A History of Art History
In this wide-ranging and authoritative book, the first of its kind in English, Wood tracks the evolution of the historical study of art from the late middle ages through the rise of the modern scholarly discipline of art history.
Synthesising and assessing a vast array of writings, episodes, and personalities, this original and accessible account of the development of art-historical thinking will appeal to readers both inside and outside the discipline. The book shows that the pioneering chroniclers of the Italian Renaissance-Lorenzo Ghiberti and Giorgio Vasari-measured every epoch against fixed standards of quality.
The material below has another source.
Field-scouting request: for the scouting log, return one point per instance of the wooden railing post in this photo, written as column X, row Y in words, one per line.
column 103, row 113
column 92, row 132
Only in the Romantic era did art historians discover the virtues of medieval art, anticipating the relativism of the later nineteenth century, when art history learned to admire the art of all societies and to value every work as an index of its times. The major art historians of the modern era, however-Jacob Burckhardt, Aby Warburg, Heinrich Wolfflin, Erwin Panofsky, Meyer Schapiro, and Ernst Gombrich-struggled to adapt their work to the rupture of artistic modernism, leading to the current predicaments of the discipline. Combining erudition with clarity, this book makes a landmark contribution to the understanding of art history.
Christopher S. Wood is a professor at New York University. He is the author of Forgery, Replica, Fiction: Temporalities of German Renaissance Art and Albrecht Altdorfer and the Origins of Landscape, the coauthor of Anachronic Renaissance, and the editor of The Vienna School Reader: Politics and Art Historical Method in the 1930s.